The Pour House restaurant was already closed and people were being ushered out of the Wyndham Garden Hotel on Thursday morning as what was once one of the most iconic hotels in Amarillo prepared to close for the foreseeable future.
“We’re temporarily shutting down,” said John Isham, manager of the hotel since last October. “We’re trying to get a new ownership in here and we’re hoping by the end of the year.”
Water had already been shut off at the property at 3100 W. 1-40, Isham said.
Isham declined to say how many employees were affected by the closing of the hotel and restaurant and said he didn’t know who might take over ownership.
Penni Bentley, Amarillo Chamber of Commerce senior communications director, said the hotel dropped its chamber membership Sept. 30, 2016. At that time, Bentley said, the hotel reported 80 full-time employees to the chamber.
At least three employees were on the property Thursday. None would comment.
Isham said guests were still checking out of the hotel as late as Thursday.
“‘No comment’ at this time would be the answer to every other question,” he said. “I just gotta close the hotel down, I gotta make sure guests are not in the rooms.
“We have to close the door and need everybody out of the building.”
As recently as Sept. 16, a Facebook posting for the hotel was advertising a “$79 rate ‘til the end of the year!”
Vice president of the Amarillo Convention &Visitor Council Dan Quandt said the hotel had been struggling recently.
“They just had a lot of issues they were facing … they’ve been facing some uphill battles,” Quandt said.
He said the hotel reported 46.3 percent occupancy in the second quarter of 2017, according to the Texas Hotel Performance Factbook. By comparison, the average occupancy for all hotel and motel lodging in Amarillo during the same period was 66.6 percent.

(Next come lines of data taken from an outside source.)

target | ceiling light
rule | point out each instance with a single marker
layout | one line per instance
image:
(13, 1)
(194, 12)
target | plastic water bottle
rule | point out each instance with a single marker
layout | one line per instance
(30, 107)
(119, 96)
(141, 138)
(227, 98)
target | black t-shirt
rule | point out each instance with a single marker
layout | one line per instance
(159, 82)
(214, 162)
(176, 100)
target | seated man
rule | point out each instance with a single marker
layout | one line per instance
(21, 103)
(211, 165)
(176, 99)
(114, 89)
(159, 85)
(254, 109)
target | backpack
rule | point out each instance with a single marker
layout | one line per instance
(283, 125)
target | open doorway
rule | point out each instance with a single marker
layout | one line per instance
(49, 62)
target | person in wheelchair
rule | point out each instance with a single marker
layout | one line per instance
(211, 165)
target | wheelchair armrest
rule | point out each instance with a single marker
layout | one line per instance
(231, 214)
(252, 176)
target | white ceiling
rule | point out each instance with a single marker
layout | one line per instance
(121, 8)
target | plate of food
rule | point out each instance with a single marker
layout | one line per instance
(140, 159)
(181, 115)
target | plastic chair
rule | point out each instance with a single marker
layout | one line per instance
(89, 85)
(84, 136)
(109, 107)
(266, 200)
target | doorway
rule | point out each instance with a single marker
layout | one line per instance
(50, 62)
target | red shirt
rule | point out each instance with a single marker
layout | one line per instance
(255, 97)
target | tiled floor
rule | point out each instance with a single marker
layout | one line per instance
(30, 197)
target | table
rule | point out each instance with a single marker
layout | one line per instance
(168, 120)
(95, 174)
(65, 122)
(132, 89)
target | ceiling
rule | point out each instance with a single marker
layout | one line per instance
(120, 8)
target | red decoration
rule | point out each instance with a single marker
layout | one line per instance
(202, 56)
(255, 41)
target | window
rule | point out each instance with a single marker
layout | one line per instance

Of the 265 rooms in the hotel, Quandt said, only 60 rooms have been in use for the past 18 months due to remodeling on the upper floors.
“It’s a sad situation,” Quandt said.
“There’s no question they were a queen hotel of the area for many years, so it’s sad to see this happen.”
When Phyllis Nickum left her position as the hotel’s general manager in 2011, she said the hotel — which was then the Ambassador — was in great condition.
“It was great, it was the Ambassador,” she said. “We were Amarillo’s finest hotel … It was spectacular. We had movie stars and dignitaries and corporate VIPs and conventioneers … everyone stayed at the Ambassador and loved doing it.”
Nickum said the hotel had 176 employees when she left.
“We created our own brand by the service we gave people, the quality of the hotel and the PR that we provided,” she said. “Our slogan was ‘Texas Star Treatment’ and that’s what we did, we treated every guest like a movie star. It would be like going to a 5-star hotel in New York.”
On Facebook the Wyndham Garden Hotel had an average of 3.1 stars from 98 reviews on Thursday. On Yelp, the hotel averaged one star from 34 reviews.
“To have a vibrant business you must focus on sales, service and product enhancement, and I don’t think they did that,” Nickum said.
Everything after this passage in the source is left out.